[PATCH 02/17] bitops: Add generic parity calculation for u64
H. Peter Anvin
hpa at zytor.com
Fri Feb 28 01:50:55 UTC 2025
On February 27, 2025 1:57:41 PM PST, David Laight <david.laight.linux at gmail.com> wrote:
>On Thu, 27 Feb 2025 13:05:29 -0500
>Yury Norov <yury.norov at gmail.com> wrote:
>
>> On Wed, Feb 26, 2025 at 10:29:11PM +0000, David Laight wrote:
>> > On Mon, 24 Feb 2025 14:27:03 -0500
>> > Yury Norov <yury.norov at gmail.com> wrote:
>> > ....
>> > > +#define parity(val) \
>> > > +({ \
>> > > + u64 __v = (val); \
>> > > + int __ret; \
>> > > + switch (BITS_PER_TYPE(val)) { \
>> > > + case 64: \
>> > > + __v ^= __v >> 32; \
>> > > + fallthrough; \
>> > > + case 32: \
>> > > + __v ^= __v >> 16; \
>> > > + fallthrough; \
>> > > + case 16: \
>> > > + __v ^= __v >> 8; \
>> > > + fallthrough; \
>> > > + case 8: \
>> > > + __v ^= __v >> 4; \
>> > > + __ret = (0x6996 >> (__v & 0xf)) & 1; \
>> > > + break; \
>> > > + default: \
>> > > + BUILD_BUG(); \
>> > > + } \
>> > > + __ret; \
>> > > +})
>> > > +
>> >
>> > You really don't want to do that!
>> > gcc makes a right hash of it for x86 (32bit).

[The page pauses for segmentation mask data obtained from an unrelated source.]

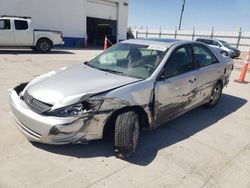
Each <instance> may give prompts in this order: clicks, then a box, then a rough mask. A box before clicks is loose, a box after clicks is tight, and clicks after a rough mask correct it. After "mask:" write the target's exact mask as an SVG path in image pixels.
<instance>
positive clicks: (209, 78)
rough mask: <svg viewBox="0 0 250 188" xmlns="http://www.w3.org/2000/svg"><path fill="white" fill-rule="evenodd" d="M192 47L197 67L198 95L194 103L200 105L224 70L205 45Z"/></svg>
mask: <svg viewBox="0 0 250 188" xmlns="http://www.w3.org/2000/svg"><path fill="white" fill-rule="evenodd" d="M192 47H193V52H194V59H195V63H196V67H197V84H198V93H197V96H196V103H202V102H203V101H204V100H205V99H207V98H208V97H209V96H210V95H211V92H212V89H213V87H214V84H215V82H216V81H217V80H218V79H219V78H220V77H221V76H222V75H223V73H224V71H225V70H224V67H223V65H222V64H221V63H220V62H219V61H218V60H217V58H216V57H215V55H214V54H213V53H212V52H211V51H210V50H209V49H208V48H207V47H206V46H205V45H202V44H194V45H193V46H192Z"/></svg>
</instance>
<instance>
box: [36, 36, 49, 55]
mask: <svg viewBox="0 0 250 188" xmlns="http://www.w3.org/2000/svg"><path fill="white" fill-rule="evenodd" d="M51 48H52V42H51V41H50V40H49V39H40V40H39V41H38V42H37V44H36V50H37V51H39V52H42V53H48V52H50V50H51Z"/></svg>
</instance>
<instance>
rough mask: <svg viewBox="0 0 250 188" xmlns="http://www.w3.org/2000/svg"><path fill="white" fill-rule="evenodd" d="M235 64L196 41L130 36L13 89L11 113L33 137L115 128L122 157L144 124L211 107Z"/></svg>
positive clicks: (93, 135) (149, 123)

>> > See https://www.godbolt.org/z/jG8dv3cvs
>>
>> GCC fails to even understand this. Of course, the __v should be an
>> __auto_type. But that way GCC fails to understand that case 64 is
>> a dead code for all smaller type and throws a false-positive
>> Wshift-count-overflow. This is a known issue, unfixed for 25 years!
>
>Just do __v ^= __v >> 16 >> 16
>
>>
>> https://gcc.gnu.org/bugzilla/show_bug.cgi?id=4210
>>
>> > You do better using a __v32 after the 64bit xor.
>>
>> It should be an __auto_type. I already mentioned. So because of that,
>> we can either do something like this:
>>
>> #define parity(val) \
>> ({ \
>> #ifdef CLANG \
>> __auto_type __v = (val); \
>> #else /* GCC; because of this and that */ \
>> u64 __v = (val); \
>> #endif \
>> int __ret; \
>>
>> Or simply disable Wshift-count-overflow for GCC.
>
>For 64bit values on 32bit it is probably better to do:
>int p32(unsigned long long x)
>{
> unsigned int lo = x;
> lo ^= x >> 32;
> lo ^= lo >> 16;
> lo ^= lo >> 8;
> lo ^= lo >> 4;
> return (0x6996 >> (lo & 0xf)) & 1;
>}
>That stops the compiler doing 64bit shifts (ok on x86, but probably not elsewhere).
>It is likely to be reasonably optimal for most 64bit cpu as well.
>(For x86-64 it probably removes a load of REX prefix.)
>(It adds an extra instruction to arm because if its barrel shifter.)
>
>
>>
>> > Even the 64bit version is probably sub-optimal (both gcc and clang).
>> > The whole lot ends up being a bit single register dependency chain.
>> > You want to do:
>>
>> No, I don't. I want to have a sane compiler that does it for me.
>>
>> > mov %eax, %edx
>> > shrl $n, %eax
>> > xor %edx, %eax
>> > so that the 'mov' and 'shrl' can happen in the same clock
>> > (without relying on the register-register move being optimised out).
>> >
>> > I dropped in the arm64 for an example of where the magic shift of 6996
>> > just adds an extra instruction.
>>
>> It's still unclear to me that this parity thing is used in hot paths.
>> If that holds, it's unclear that your hand-made version is better than
>> what's generated by GCC.
>
>I wasn't seriously considering doing that optimisation.
>Perhaps just hoping is might make a compiler person think :-)
>
> David
>
>>
>> Do you have any perf test?
>>
>> Thanks,
>> Yury
>
What the compiler people need to do is to not make __builtin_parity*() generate crap.